Ci sono attori che diventano volti del cinema, e altri che diventano simboli di un’epoca. Robert Redford è stato entrambe le cose: il ragazzo dal sorriso abbagliante che ha conquistato Hollywood e il narratore silenzioso che, film dopo film, ha incarnato la malinconia e la bellezza del sogno americano. In lui convivono due anime: l’icona glamour degli anni Settanta, partner perfetto di Paul Newman in Butch Cassidy and the Sundance Kid e La stangata, e il regista appassionato che con Gente comune ha raccontato il dolore dietro le apparenze, conquistando un Oscar.

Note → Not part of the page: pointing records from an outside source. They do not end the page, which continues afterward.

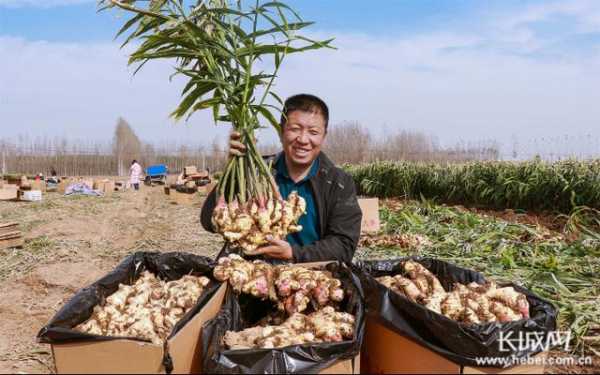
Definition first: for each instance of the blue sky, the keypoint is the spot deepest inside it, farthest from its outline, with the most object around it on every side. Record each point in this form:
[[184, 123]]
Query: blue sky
[[458, 69], [56, 23]]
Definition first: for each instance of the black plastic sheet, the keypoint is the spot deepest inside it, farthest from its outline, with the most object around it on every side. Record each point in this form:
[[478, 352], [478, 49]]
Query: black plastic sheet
[[167, 266], [458, 342], [241, 312]]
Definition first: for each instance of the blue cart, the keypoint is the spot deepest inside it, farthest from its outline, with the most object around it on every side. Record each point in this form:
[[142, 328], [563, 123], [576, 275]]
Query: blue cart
[[156, 174]]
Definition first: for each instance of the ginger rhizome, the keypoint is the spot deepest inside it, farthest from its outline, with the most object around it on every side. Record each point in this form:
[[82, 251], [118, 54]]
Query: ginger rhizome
[[292, 287], [325, 325], [148, 309], [471, 304], [249, 224]]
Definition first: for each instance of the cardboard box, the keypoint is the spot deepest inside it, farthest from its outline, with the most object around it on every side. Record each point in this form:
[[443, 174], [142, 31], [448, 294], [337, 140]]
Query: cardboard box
[[38, 185], [31, 195], [107, 187], [206, 189], [349, 366], [190, 170], [185, 199], [129, 356], [62, 185], [370, 210], [386, 352], [9, 192]]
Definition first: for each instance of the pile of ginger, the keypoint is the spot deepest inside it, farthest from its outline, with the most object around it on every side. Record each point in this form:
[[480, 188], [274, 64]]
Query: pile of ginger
[[148, 309], [294, 289], [249, 225], [325, 325], [471, 304]]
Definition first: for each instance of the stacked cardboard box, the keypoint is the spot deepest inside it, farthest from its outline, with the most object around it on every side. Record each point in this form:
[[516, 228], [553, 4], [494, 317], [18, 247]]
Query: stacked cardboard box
[[107, 187], [386, 352], [9, 192], [10, 235]]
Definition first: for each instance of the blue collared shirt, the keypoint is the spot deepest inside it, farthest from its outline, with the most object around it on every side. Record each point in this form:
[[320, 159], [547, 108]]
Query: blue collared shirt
[[310, 220]]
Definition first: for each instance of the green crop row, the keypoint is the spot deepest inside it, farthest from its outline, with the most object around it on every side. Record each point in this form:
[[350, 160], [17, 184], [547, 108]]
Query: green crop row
[[533, 185], [563, 272]]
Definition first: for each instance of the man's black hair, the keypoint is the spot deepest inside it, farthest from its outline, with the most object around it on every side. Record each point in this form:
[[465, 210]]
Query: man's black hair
[[305, 103]]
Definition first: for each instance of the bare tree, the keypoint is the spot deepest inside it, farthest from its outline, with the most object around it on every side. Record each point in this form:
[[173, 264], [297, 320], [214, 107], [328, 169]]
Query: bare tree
[[347, 143], [126, 145]]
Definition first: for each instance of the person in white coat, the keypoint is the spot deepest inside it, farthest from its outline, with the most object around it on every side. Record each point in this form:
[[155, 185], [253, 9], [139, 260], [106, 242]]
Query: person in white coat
[[135, 174]]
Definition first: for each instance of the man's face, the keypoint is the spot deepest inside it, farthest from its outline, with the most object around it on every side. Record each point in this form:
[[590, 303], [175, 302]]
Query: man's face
[[303, 135]]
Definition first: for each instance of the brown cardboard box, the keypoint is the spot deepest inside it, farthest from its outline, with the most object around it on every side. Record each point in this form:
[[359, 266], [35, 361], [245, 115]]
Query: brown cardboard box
[[9, 192], [349, 366], [386, 352], [129, 356], [87, 181], [370, 210], [38, 185], [107, 187], [62, 185], [190, 170], [185, 199], [206, 189]]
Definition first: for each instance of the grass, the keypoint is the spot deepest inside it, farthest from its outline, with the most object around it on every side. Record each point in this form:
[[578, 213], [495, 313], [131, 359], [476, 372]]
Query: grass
[[563, 271]]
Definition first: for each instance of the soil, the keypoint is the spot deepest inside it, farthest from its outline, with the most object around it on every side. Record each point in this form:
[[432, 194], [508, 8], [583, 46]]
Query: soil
[[73, 241], [69, 243]]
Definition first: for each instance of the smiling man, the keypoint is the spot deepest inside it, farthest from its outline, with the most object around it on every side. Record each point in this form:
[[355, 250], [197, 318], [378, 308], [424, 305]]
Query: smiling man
[[331, 225]]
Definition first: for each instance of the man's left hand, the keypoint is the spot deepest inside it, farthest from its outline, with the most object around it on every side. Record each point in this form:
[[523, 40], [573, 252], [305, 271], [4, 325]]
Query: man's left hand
[[277, 249]]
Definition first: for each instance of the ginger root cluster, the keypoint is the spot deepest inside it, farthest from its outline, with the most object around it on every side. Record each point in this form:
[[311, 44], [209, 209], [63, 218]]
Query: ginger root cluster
[[148, 309], [248, 225], [292, 287], [325, 325], [471, 304]]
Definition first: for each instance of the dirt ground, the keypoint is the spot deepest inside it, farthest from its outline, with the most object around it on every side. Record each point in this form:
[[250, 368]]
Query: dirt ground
[[72, 241], [69, 243]]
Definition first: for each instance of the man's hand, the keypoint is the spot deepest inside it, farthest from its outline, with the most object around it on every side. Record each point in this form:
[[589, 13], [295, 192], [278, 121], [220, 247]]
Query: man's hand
[[236, 148], [278, 249]]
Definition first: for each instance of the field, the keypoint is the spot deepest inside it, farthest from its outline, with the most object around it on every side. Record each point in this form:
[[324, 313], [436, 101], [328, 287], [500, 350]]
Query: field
[[72, 241]]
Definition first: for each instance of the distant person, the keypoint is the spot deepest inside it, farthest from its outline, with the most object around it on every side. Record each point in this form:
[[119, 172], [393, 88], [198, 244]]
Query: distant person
[[53, 179], [135, 174]]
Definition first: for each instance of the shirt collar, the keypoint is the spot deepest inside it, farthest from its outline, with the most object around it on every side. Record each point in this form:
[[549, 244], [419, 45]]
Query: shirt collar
[[281, 168]]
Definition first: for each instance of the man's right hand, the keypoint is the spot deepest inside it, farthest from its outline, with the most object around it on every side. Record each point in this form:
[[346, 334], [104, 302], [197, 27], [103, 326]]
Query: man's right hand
[[236, 148]]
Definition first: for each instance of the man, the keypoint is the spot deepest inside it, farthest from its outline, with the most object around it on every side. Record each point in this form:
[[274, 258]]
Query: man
[[135, 173], [331, 225]]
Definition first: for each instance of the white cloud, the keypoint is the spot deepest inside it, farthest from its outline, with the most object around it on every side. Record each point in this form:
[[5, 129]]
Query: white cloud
[[40, 3], [457, 85]]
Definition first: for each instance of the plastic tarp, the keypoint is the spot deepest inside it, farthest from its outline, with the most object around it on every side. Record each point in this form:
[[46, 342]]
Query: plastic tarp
[[241, 312], [458, 342], [167, 266]]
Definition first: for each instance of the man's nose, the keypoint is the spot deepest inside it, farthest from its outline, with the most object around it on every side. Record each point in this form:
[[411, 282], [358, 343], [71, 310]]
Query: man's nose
[[302, 138]]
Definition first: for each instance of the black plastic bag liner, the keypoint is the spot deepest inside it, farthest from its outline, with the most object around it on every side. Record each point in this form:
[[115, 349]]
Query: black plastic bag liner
[[243, 311], [167, 266], [461, 343]]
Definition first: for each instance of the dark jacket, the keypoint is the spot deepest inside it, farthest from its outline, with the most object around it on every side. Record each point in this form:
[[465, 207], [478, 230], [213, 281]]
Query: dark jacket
[[338, 212]]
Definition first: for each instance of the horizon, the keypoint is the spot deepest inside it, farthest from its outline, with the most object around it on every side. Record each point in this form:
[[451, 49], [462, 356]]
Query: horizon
[[459, 71]]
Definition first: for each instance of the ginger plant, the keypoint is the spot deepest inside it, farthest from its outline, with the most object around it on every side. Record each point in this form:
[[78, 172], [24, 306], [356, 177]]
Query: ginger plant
[[221, 48]]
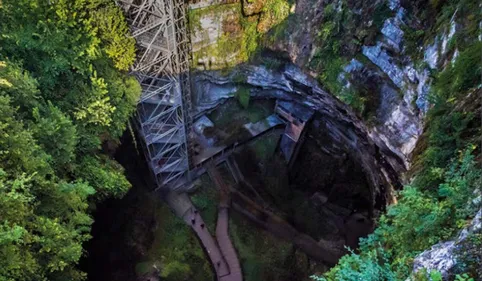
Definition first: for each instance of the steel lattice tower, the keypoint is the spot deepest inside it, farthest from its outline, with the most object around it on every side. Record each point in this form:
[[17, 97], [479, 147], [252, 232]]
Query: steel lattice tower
[[162, 69]]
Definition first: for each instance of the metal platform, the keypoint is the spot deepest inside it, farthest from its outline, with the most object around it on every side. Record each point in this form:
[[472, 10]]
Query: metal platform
[[162, 69]]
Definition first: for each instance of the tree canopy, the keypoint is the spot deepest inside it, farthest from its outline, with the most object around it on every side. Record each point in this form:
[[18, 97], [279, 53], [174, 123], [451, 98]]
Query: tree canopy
[[63, 91]]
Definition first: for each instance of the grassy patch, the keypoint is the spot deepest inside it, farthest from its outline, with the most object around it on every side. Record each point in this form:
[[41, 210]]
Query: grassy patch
[[176, 249], [243, 96]]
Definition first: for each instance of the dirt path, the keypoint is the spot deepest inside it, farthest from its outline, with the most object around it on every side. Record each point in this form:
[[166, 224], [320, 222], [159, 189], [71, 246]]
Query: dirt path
[[222, 231], [221, 251]]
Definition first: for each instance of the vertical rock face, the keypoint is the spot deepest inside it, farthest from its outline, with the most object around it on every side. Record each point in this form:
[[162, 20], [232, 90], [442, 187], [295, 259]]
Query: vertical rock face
[[344, 129], [402, 86]]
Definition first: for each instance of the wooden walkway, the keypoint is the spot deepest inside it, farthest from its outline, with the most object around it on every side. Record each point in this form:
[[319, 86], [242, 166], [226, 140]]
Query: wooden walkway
[[220, 250], [222, 228]]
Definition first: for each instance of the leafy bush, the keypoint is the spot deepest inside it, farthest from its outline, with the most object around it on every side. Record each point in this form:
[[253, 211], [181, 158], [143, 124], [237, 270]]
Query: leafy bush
[[388, 253]]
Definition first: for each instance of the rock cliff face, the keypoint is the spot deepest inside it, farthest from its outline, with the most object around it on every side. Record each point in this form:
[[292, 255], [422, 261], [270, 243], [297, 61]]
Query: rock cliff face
[[380, 165], [400, 84], [379, 63]]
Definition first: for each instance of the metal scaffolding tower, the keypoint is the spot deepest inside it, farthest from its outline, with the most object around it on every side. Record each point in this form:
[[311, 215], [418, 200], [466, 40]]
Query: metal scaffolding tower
[[162, 69]]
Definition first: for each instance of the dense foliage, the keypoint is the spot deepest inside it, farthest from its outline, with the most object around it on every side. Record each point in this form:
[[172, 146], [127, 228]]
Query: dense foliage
[[63, 92]]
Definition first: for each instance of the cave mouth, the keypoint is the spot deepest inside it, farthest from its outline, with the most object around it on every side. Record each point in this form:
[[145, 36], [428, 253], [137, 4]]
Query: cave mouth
[[323, 192]]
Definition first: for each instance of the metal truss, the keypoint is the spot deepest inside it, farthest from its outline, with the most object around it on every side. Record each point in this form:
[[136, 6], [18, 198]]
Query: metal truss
[[162, 69]]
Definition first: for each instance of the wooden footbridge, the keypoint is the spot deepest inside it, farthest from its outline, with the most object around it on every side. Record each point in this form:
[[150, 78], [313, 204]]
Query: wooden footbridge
[[164, 121]]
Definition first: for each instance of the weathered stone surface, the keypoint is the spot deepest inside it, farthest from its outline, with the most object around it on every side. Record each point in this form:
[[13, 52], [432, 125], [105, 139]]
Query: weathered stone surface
[[380, 164], [251, 7]]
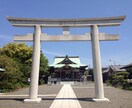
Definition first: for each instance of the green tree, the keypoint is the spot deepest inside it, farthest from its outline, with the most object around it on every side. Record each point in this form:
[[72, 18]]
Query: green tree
[[12, 77], [22, 54]]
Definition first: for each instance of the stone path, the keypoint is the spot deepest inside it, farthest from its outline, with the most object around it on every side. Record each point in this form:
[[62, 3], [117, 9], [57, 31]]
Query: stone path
[[66, 98], [84, 92]]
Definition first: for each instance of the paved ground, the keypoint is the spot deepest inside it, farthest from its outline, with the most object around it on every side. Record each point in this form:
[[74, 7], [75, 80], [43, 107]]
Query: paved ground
[[118, 98]]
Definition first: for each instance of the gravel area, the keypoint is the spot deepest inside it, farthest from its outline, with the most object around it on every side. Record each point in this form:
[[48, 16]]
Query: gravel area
[[85, 92], [17, 101], [118, 98]]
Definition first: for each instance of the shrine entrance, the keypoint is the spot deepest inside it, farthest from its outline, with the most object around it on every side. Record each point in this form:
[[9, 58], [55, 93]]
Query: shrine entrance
[[94, 36]]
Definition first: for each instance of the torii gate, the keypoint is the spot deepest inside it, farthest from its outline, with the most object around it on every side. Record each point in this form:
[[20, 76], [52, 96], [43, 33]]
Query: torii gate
[[94, 37]]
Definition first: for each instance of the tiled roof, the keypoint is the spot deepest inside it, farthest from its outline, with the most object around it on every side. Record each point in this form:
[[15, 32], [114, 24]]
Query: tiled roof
[[2, 70], [116, 68], [127, 66], [75, 59]]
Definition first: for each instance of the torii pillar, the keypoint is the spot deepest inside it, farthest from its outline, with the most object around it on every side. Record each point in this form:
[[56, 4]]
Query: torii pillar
[[94, 37], [98, 81], [33, 90]]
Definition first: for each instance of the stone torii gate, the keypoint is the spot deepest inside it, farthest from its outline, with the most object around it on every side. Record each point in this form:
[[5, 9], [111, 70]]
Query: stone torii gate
[[94, 36]]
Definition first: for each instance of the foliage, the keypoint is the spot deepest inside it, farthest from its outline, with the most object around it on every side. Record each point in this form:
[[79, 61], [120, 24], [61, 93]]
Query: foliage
[[20, 52], [19, 55], [12, 77], [120, 80]]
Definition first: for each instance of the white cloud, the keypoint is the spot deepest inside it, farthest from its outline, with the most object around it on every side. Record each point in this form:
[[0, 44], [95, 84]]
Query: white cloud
[[4, 37], [52, 53]]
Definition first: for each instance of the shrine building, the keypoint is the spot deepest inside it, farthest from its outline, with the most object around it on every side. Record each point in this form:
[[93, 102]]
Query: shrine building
[[67, 68]]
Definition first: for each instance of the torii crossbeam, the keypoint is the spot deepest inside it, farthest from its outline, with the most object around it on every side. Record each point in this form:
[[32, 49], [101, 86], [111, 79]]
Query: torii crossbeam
[[94, 36]]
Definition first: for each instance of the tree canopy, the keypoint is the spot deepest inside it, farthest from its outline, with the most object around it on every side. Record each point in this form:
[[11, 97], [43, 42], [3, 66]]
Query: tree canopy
[[16, 59]]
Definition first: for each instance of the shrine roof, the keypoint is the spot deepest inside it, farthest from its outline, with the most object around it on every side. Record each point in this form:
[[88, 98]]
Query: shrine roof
[[73, 61]]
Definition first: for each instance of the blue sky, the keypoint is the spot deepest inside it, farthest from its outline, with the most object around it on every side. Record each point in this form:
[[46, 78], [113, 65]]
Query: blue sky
[[119, 52]]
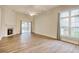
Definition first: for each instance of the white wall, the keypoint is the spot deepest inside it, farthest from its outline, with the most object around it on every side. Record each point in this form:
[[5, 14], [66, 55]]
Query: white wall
[[46, 23], [0, 23], [11, 19]]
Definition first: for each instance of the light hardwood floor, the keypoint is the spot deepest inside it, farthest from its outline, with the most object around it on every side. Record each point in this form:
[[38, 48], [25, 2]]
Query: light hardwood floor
[[33, 43]]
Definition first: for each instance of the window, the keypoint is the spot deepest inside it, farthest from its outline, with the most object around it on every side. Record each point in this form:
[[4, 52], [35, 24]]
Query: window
[[69, 23]]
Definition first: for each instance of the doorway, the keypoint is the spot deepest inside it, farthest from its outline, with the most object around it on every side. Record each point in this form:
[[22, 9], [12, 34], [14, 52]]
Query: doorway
[[25, 27], [69, 26]]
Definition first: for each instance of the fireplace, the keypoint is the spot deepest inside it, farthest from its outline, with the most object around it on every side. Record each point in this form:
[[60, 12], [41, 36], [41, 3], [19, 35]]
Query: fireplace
[[9, 31]]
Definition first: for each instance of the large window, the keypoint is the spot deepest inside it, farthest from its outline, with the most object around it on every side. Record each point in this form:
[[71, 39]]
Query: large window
[[69, 23]]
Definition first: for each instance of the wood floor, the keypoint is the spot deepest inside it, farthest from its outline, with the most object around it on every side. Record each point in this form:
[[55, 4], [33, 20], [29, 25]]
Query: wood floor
[[32, 43]]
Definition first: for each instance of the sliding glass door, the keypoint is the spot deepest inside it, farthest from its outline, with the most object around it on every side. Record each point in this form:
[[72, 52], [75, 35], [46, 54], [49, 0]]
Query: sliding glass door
[[69, 24]]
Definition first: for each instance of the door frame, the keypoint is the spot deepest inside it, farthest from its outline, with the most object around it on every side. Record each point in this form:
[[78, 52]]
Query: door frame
[[21, 26]]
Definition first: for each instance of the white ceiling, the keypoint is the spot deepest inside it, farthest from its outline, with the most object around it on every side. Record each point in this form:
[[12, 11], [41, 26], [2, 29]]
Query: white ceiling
[[31, 9]]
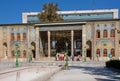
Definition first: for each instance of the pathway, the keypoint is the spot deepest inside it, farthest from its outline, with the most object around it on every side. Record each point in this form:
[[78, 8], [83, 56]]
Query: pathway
[[89, 71]]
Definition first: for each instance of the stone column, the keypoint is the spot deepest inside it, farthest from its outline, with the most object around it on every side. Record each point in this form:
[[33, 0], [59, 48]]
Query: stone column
[[8, 42], [37, 42], [116, 39], [93, 40], [49, 44], [72, 40], [28, 40], [84, 42]]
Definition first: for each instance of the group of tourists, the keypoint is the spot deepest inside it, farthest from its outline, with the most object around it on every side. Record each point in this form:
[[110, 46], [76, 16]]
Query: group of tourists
[[62, 57]]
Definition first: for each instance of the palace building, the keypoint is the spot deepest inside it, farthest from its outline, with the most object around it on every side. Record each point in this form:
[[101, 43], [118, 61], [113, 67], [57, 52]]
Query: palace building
[[90, 33]]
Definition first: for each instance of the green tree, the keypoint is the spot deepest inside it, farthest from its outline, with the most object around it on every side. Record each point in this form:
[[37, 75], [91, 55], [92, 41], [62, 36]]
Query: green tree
[[49, 13]]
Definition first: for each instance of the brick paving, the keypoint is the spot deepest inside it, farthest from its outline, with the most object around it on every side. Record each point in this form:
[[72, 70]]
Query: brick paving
[[87, 71]]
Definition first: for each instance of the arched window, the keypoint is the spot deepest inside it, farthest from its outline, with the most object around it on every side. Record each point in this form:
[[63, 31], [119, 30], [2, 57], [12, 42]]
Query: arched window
[[12, 37], [18, 36], [112, 33], [112, 52], [24, 36], [12, 54], [105, 52], [105, 33], [98, 34], [19, 53], [98, 51], [24, 53]]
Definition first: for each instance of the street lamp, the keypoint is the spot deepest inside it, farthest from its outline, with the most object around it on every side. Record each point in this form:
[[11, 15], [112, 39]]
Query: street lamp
[[16, 55], [66, 64]]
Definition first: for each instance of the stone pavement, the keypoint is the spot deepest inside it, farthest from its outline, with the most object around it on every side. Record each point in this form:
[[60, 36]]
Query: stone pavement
[[88, 71], [28, 73]]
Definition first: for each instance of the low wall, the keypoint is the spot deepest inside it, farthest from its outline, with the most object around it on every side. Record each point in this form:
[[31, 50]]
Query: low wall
[[48, 75]]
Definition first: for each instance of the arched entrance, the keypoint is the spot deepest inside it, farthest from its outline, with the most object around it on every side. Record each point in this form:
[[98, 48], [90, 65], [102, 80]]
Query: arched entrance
[[61, 45], [89, 49], [33, 49], [5, 50]]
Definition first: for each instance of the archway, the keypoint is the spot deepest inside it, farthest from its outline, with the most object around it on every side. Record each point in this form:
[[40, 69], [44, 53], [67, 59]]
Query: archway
[[61, 45], [33, 49], [89, 49], [5, 50]]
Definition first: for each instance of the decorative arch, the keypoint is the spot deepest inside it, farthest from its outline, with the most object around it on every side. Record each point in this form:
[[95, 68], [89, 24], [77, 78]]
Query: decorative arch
[[24, 53], [112, 33], [105, 52], [112, 51], [105, 33], [98, 34], [5, 49], [98, 51], [33, 49]]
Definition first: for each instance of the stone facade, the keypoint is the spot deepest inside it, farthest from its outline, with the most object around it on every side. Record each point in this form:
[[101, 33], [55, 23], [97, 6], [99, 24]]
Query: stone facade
[[98, 38]]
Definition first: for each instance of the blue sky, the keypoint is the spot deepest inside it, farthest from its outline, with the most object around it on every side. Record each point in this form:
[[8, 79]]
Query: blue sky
[[11, 10]]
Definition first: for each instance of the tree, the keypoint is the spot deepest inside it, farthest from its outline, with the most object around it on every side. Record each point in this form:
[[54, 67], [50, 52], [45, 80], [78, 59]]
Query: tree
[[49, 13]]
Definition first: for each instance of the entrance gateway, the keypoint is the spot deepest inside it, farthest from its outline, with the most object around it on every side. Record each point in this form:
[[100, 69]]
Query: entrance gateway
[[52, 38]]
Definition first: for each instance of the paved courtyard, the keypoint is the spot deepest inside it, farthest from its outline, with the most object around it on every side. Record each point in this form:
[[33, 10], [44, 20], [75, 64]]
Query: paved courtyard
[[94, 71], [78, 71]]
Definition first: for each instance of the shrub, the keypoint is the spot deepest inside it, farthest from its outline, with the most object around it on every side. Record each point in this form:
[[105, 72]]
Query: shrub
[[113, 63]]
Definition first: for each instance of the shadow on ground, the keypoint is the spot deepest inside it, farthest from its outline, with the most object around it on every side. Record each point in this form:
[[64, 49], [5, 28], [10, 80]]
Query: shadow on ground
[[110, 73]]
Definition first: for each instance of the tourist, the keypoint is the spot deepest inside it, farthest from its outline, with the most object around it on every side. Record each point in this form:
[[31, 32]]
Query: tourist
[[72, 57]]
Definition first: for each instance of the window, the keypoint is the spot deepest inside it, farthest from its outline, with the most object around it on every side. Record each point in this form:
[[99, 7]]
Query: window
[[112, 33], [24, 36], [105, 25], [18, 36], [98, 51], [12, 37], [24, 53], [98, 34], [12, 54], [105, 34], [112, 52], [105, 52], [112, 25], [98, 25]]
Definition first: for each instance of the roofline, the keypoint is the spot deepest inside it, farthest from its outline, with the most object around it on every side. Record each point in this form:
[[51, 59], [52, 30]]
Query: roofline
[[77, 11], [63, 22]]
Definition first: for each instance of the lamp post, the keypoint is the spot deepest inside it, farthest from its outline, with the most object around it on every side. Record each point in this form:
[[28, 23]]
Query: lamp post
[[66, 64], [16, 55]]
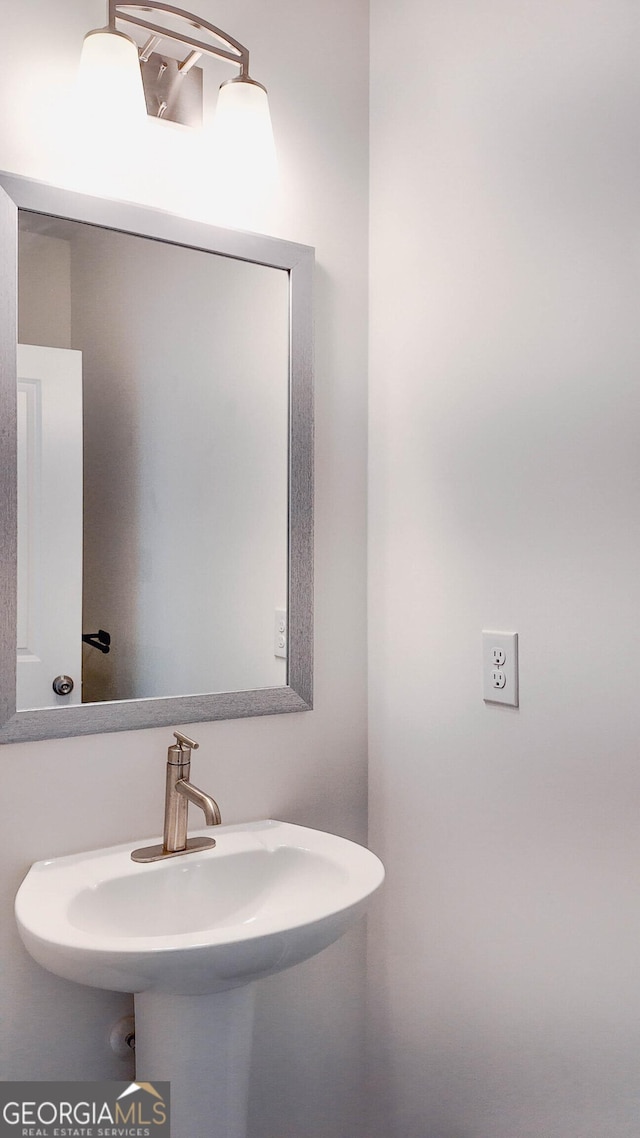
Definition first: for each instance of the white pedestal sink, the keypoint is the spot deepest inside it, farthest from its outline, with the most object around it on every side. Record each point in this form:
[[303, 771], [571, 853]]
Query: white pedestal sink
[[188, 936]]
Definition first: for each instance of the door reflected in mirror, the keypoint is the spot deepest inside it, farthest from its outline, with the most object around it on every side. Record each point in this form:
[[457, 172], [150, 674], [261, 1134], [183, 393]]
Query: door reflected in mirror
[[153, 487]]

Oggi che è scomparso a 89 anni si chiude un’epoca. L’America del grande cinema perde uno dei suoi ultimi eroi romantici, e il pubblico di tutto il mondo un compagno di emozioni che ha attraversato generazioni. Ma Redford non è mai stato soltanto un attore. È stato anche attivista, ambientalista, fondatore del Sundance, un uomo che ha sempre guardato oltre lo schermo, convinto che il cinema dovesse essere luogo di storie autentiche capaci di cambiare le persone e il mondo, lontane dai riflettori troppo accecanti di Hollywood.
I suoi successi sono tanti, in più di 60 titoli, spesso storici, utili alla causa, solo occasionalmente finti e accattivanti come «Proposta indecente», ma più spesso hanno aiutato l’America a comprendere sé stessa. Era amato da tutti: dagli ecologisti per l’attenzione alla natura «Corvo rosso non avrai il mio scalpo», dai liberali per «Tutti gli uomini del Presidente», sullo scandalo Warergate, dagli attivisti per «Come eravamo», tenero amarcord diviso con la Streisand sulla gioventù degli ideali roosveltiani.
Redford è stato un attore ideale nelle coppie, sia maschili che femminili, indimenticabile quella con Meryl Streep in La mia Africa, mai virtuosistico o egocentrico, lontano dalla recitazione ‘psycho’ di un Jack Nicholson, preferendo piuttosto la via dell’impegno sociale o, in alternativa, quella sottile della malinconia. Un altro successo fu «L’uomo che sussurrava ai cavalli» e fece rumore il western pro-indiani «Ucciderò Willie Kid» di Polansky. Riuscì a non farsi fagocitare della macchina di Hollywood, pretendeva che i suoi film avessero sempre un peso culturale, affrontando in molti casi temi complessi come il lutto o la corruzione in politica, resi accessibili e intensi per il pubblico. Amava scegliere i registi senza considerare il successo commerciale, che poi arrivava comunque proprio grazie al suo fascinoso carisma.
Il suo volto, scolpito dal tempo, i capelli rossi irlandesi, aveva la nobiltà di chi ha vissuto intensamente: gli occhi azzurri non hanno mai perso quella luce che mescolava ironia e inquietudine. Guardarlo significava ritrovare un pezzo di immaginario collettivo, un cinema fatto di avventura e intimità, di eroi fragili e uomini veri.
Robert Redford è stato l’America che sogna e che riflette, che corre a cavallo nei canyon e si ferma a osservare il silenzio di una foresta. Un attore che ha saputo farsi leggenda senza smettere di essere uomo, con discrezione, con grazia.
Non tutti i divi diventano classici. Lui sì.